TWO out of every three local cancer patients are stuck on waiting lists for longer than targets say they should be to start treatment. That’s according to newly released provincewide figures, which show that in the South Eastern Health Trust area only around 35% of people given an urgent referral by their GP start their treatment within two months.

    That’s the worst result in Northern Ireland, and also falls far short of NHS targets that say 95% of urgently referred patients should start treatment within 62 days. It’s also the worst result the South Eastern Trust has recorded since the 62-day target was introduced 14 years ago. Figures show that for the last seven years, the Trust has been bouncing between treating 40% and 60% of patients within two months – but has now dipped to a historic low. The Trust says that it’s experiencing an unprecedented amount of demand for its cancer services, with the number of people referred by their GPs now not just back to pre-Covid levels, but higher than they ever were.
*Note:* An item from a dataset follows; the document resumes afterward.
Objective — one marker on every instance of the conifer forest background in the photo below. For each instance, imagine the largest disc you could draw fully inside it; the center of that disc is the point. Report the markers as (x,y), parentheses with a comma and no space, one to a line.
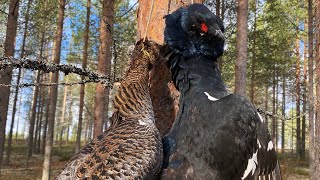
(276,65)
The NHS authority also pledged to look for extra cash from central government to help it meet the increased demand. Published by the Department for Health, the new statistics show the state of cancer waiting lists across Northern Ireland’s five health trusts in September of last year.

    The figures also show that the percentage of patients starting treatment within one month of a decision to treat has improved, up from 80% in March 2022 to 90% in September. The 80% figure was an abrupt fall to an historic low, however, and the 90% figure means performance still hasn’t fully recovered from that slump. It’s also not hitting the NHS target of starting treatment for 98% of patients within one month of a decision to treat, a benchmark the South Eastern Trust last reached at the end of 2015. But the Trust’s 90% figure is at least slightly above the Northern Ireland average, which currently sees 88% of patients start treatment within one month. A Trust spokeswoman stated that ‘demand for cancer services currently outstrips capacity in the South Eastern Trust’ area. She said: “There has been a 17% increase in red flag referrals in the first eight months of [the 2022/23 financial year] compared to the same period in 2019/20. “Although the performance percentage may have dropped, activity levels have increased and this is reflected in both the 31-day and 62- day targets. “The Trust is continuing to rebuild cancer services post-Covid and it is important to stress there are now more referrals than there were prior to the pandemic, across all cancer sites. “The Trust is doing its utmost to provide excellent cancer services for patients at a very challenging time and will seek additional resources, in collaboration with the Department of Health, to meet the increasing demand.